As a young bride of an ecologist, I desperately wanted to take part in Doug’s field studies, but soon discovered that all too often the best help I could offer would be allowing long stretches of silence. Irrepressible restlessness turned out to be the best cure for all previous inhibitions, and I quickly discovered that landscape painting is mostly about the pleasure of the artist on the spot. In the course of perhaps two hours I would try to frame, select, sketch, and color a canvas in hopes that a picture would take shape. Sometimes I was pleased and sometimes not, but always I would see the landscape more deeply; I’d notice countless details of beauty or interest I would never have caught without the observation required for painting. Best of all, I could remember a painting site so vividly I could close my eyes and bring myself to it anytime. How often can this be true of even our most favorite picnic places?



Epupa Falls Namibia


Himba People Namibia

After children joined the family, time to paint was more limited, but the camera stepped in as a workable substitute. Framing pictures doesn’t require as careful observation as drawing and painting, but it still helps lock particular landscapes in memory. Now that the children are grown we both find photography enhances the pleasure of traveling as well as the ability to share with friends at home.

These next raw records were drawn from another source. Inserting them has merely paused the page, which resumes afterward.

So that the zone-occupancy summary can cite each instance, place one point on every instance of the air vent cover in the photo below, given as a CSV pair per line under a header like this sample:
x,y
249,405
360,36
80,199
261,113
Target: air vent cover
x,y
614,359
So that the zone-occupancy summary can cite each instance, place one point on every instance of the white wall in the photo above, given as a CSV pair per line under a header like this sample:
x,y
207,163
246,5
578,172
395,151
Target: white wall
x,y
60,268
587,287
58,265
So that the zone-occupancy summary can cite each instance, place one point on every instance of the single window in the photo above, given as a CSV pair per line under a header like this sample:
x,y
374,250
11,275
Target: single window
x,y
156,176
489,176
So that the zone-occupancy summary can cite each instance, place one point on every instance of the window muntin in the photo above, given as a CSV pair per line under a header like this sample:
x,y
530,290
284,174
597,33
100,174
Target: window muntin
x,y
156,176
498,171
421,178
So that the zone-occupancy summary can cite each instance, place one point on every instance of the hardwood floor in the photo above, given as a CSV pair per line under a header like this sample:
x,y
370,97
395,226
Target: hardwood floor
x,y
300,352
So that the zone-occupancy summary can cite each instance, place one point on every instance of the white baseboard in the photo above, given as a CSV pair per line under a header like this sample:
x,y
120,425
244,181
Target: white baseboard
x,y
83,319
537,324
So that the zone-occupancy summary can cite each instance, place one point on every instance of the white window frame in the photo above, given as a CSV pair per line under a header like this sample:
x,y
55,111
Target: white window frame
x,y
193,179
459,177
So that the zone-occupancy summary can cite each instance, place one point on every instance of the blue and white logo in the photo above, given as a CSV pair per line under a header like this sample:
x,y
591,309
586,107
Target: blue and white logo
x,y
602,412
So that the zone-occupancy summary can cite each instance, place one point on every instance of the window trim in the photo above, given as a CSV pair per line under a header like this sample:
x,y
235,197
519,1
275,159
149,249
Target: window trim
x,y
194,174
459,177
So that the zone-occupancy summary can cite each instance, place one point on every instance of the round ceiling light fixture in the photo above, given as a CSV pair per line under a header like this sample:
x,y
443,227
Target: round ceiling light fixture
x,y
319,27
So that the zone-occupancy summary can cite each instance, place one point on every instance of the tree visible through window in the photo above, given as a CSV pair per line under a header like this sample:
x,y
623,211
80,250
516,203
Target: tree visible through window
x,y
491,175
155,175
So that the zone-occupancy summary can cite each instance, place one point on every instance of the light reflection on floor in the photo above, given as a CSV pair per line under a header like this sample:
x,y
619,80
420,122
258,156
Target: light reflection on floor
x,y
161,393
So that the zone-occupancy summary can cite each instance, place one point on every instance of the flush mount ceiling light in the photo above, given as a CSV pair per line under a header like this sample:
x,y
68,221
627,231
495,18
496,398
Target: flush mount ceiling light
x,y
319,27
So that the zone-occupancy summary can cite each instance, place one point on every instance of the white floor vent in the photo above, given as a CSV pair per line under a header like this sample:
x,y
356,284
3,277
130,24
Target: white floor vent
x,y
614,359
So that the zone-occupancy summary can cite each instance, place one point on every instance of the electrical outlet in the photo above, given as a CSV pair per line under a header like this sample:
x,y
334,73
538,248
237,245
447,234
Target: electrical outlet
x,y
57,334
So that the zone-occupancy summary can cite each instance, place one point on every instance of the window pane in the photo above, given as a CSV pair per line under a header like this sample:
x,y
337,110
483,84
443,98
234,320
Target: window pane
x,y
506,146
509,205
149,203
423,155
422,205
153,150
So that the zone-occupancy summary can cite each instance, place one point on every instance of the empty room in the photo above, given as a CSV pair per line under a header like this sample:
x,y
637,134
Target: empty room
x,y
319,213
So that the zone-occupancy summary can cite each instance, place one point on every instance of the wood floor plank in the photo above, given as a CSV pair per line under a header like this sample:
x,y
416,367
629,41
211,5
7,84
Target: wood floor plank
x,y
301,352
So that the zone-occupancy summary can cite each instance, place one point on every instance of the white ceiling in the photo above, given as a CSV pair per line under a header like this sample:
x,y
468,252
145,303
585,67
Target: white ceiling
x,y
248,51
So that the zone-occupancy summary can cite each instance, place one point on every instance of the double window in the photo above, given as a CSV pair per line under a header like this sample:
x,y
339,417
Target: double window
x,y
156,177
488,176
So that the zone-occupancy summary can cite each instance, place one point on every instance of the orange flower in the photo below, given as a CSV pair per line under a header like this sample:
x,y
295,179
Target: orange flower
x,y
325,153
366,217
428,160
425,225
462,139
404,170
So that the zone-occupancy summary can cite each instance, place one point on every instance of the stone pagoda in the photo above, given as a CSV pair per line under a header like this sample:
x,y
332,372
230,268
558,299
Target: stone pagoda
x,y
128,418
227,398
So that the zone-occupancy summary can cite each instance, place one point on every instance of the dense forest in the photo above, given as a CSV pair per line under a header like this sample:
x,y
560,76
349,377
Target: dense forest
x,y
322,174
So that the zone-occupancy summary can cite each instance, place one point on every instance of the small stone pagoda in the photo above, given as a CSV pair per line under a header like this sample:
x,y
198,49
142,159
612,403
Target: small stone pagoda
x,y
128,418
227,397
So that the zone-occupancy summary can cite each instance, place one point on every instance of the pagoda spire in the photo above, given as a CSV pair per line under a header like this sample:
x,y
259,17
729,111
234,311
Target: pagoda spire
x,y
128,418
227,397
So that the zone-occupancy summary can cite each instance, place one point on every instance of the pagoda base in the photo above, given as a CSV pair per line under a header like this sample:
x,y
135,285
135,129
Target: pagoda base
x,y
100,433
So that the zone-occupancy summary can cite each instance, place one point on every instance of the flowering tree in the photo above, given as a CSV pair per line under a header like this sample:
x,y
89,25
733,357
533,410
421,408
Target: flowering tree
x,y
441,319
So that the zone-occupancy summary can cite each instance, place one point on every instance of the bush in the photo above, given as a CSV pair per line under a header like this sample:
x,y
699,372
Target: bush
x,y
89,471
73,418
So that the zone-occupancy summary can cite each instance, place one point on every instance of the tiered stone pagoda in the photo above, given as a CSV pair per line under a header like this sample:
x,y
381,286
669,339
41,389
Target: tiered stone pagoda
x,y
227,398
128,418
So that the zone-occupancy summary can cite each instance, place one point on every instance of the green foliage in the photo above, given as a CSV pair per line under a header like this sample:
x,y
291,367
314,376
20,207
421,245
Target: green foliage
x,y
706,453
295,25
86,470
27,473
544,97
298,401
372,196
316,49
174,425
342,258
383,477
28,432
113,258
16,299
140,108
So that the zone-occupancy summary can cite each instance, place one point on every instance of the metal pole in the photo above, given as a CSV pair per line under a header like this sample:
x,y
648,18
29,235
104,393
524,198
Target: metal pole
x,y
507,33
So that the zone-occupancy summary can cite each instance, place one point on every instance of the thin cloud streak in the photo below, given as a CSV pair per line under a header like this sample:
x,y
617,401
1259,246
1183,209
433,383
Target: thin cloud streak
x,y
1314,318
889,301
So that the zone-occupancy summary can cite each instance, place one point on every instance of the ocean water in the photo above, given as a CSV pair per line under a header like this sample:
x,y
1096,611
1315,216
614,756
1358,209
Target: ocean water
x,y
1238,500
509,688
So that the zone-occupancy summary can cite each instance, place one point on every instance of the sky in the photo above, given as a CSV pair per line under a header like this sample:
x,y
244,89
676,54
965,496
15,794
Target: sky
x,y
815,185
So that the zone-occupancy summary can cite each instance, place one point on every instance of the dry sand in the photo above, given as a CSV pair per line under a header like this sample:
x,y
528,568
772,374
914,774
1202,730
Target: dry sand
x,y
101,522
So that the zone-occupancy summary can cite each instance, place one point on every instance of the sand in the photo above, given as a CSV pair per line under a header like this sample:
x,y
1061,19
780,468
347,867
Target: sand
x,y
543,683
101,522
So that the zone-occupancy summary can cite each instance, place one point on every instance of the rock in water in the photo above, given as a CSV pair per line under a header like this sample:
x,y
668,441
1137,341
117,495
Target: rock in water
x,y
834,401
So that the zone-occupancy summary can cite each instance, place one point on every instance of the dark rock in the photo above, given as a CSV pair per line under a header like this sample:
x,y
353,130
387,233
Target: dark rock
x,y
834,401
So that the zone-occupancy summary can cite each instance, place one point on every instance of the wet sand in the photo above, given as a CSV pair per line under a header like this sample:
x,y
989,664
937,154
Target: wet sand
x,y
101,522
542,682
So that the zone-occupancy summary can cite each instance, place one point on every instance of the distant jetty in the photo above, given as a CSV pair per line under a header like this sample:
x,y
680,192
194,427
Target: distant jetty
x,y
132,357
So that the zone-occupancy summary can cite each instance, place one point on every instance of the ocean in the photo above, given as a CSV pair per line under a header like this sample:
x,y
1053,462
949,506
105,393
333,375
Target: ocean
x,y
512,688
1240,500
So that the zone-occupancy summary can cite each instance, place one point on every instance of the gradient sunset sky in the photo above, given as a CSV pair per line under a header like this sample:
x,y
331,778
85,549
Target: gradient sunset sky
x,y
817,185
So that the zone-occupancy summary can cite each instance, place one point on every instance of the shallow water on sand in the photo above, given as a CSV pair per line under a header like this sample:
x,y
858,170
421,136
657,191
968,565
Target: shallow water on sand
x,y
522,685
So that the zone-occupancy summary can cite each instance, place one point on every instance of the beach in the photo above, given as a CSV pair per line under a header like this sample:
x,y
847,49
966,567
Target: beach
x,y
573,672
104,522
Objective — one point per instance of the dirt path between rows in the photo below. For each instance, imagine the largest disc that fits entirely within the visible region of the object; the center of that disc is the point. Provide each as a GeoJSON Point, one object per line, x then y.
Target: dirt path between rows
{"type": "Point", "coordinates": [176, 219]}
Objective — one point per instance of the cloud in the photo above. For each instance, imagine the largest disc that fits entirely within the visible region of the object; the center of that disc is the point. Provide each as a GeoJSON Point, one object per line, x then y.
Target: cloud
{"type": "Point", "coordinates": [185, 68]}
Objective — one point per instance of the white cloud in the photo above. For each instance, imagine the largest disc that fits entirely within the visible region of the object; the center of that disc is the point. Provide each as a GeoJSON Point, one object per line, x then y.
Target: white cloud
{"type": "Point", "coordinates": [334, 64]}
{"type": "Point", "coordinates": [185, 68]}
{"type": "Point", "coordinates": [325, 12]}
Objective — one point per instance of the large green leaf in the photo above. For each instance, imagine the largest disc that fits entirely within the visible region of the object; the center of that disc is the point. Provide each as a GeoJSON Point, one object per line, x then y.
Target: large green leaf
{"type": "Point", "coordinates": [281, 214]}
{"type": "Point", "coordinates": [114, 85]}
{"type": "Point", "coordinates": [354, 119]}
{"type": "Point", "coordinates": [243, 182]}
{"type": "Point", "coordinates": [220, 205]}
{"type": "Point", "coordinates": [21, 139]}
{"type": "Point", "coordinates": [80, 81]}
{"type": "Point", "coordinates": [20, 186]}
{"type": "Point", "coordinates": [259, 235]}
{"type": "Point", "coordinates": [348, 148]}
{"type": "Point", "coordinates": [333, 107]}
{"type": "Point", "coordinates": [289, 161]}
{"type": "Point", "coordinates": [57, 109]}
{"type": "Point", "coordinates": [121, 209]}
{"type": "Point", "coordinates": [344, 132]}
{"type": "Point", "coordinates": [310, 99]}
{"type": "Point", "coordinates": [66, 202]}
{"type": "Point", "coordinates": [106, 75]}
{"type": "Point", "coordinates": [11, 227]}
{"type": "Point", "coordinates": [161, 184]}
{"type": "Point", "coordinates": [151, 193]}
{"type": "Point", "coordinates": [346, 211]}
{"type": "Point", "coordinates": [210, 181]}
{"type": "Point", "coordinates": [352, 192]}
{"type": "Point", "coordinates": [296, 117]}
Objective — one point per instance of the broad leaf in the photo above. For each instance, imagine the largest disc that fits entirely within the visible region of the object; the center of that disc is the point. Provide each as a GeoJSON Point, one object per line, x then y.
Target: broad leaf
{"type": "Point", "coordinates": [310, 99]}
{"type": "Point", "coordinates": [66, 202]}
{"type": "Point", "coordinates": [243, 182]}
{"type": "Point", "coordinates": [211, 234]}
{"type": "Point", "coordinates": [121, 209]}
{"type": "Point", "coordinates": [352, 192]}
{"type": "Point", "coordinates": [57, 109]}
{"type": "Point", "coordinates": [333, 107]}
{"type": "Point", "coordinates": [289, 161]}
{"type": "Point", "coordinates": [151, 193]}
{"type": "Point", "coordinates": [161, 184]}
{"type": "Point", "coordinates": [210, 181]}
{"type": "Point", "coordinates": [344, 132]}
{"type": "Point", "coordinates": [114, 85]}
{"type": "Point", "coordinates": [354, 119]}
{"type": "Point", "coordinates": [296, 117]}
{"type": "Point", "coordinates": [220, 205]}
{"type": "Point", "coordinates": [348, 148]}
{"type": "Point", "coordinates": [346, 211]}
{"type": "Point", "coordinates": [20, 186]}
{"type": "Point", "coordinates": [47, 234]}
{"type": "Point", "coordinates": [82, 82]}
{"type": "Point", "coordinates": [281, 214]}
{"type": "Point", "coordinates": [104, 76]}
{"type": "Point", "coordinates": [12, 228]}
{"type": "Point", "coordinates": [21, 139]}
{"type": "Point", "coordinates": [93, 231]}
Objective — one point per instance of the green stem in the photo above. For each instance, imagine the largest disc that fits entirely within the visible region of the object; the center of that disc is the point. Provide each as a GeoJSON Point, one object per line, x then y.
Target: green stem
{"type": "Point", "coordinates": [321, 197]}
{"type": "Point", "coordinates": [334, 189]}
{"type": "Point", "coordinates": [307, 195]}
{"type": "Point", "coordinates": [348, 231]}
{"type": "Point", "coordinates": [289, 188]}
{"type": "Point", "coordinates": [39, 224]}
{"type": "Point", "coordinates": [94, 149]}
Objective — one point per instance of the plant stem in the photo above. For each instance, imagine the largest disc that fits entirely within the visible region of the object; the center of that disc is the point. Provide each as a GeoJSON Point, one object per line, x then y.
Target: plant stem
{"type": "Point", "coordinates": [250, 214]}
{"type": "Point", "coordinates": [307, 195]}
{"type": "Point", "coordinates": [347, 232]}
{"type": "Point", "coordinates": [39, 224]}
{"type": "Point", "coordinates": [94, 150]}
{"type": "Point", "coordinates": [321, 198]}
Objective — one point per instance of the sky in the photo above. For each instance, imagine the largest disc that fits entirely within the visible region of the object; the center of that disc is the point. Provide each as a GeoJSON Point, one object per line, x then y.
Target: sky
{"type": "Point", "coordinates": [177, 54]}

The fun of PhotoShop cannot be denied, and once in a while, it’s good to just play. Here’s one that may be a little over the top for metaphor, but I couldn’t resist layering my parents’ proper Episcopal wedding photo into a California sunset! If advertisers can do it, why cant we?



The fanciful boy in the ferns speaks to a persisting enchantment with the fairy people of storybooks.



"9 Moments in the Emergence of a Monarch" records one lucky lunchtime when a chrysalis that we had hanging in a flower arrangement began to open right in front of our eyes.